2話- 高性能なロボット -
お父さんは自慢げにロボットを指さすと私の方を見てにっこりと笑った。
「このFTR-2612がいれば安心だろ?」
「いや…ちょっと急すぎてまだ整理が……、」
「このFTR-2612は最新機種でな、楓の毎日の行動から現在地まで全部父さんに送ってくれるんだ!」
「……はぁ!?」
「あ、もちろん今のはそういう機能がついてるっていう説明で本当に全部把握しようとはしてないからな!安心してくれ」
私があまりに嫌そうな顔をしてたのかお父さんは慌てた様子で弁明してるけどそれがなんだか逆に怪しい。確かに凄い機能かもしれないけどそんなの監視されてるみたいでちょっと息が詰まる。それに私だってこの春から大学生だし親に言えないことの一つや二つくらい経験するかもしれない。それをロボットにバラされたら、なんて考えると恐ろしささえ感じる。

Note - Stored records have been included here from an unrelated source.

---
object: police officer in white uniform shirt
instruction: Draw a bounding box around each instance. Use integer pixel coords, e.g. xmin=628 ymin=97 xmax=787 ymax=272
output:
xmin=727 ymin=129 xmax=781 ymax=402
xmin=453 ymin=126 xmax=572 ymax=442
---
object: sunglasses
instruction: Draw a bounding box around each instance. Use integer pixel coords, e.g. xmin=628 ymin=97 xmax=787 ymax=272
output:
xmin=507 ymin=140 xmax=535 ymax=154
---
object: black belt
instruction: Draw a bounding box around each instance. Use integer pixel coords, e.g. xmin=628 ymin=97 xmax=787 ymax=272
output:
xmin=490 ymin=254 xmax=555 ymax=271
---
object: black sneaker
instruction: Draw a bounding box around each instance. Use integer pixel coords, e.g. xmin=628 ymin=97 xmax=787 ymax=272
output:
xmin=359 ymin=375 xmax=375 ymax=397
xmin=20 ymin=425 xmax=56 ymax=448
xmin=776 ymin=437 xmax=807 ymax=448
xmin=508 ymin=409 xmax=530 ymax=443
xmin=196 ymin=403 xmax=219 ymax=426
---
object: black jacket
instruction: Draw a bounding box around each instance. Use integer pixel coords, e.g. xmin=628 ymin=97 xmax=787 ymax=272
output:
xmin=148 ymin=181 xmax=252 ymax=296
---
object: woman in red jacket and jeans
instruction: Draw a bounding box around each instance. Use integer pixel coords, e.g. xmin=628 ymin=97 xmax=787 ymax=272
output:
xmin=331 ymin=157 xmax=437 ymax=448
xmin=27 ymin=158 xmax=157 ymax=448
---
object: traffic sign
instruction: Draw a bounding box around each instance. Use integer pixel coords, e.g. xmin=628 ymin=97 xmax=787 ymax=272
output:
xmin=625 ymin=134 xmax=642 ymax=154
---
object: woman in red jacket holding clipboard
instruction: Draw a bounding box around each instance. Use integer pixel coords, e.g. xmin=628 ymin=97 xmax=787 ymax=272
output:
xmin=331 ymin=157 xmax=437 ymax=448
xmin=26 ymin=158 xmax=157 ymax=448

「その、本当に違うんだ!父さんは楓のことが心配で…ほら、病気とかになった時ひとりだと困るだろ!?だからな、そういう時だけ父さんに連絡が来るようには設定するけど、監視するみたいな使い方はしないから!」
「…わかった、それならいいよ」
私の言葉を聞くなり嬉しそうにスマホを取り出しロボットとなにやら話してる。さっき言ってた体調が良くない時に連絡するように設定をしてるんだろうけど、ああやって話すだけで設定できるなんて本当に高性能なんだなぁ…
「FTR-2612は、楓の生活をきっと支えてくれるから家族の一員だと思って大事にしてやってくれ!」
「それは…わかったけど……、いつまでFTR-2612って呼ぶの?」
はっとした顔をしてお父さんはゆっくりとロボットを見つめる。かと思えばがしがしと髪をかき小さな声で言葉を発した。
「…父さんな……壊滅的に名付けのセンスがないんだ。」
「……え?」
「楓の名前は母さんがつけたんだ。父さんが考えた名前は全部だめだって怒られちゃって……、」
照れたように笑うお父さんを見ながら随分昔にお母さんが“あの人プロポーズのセンスはあったけど名付けのセンスはどこかに忘れてきちゃってるのよ”と笑いながら言っていたのを思いだした。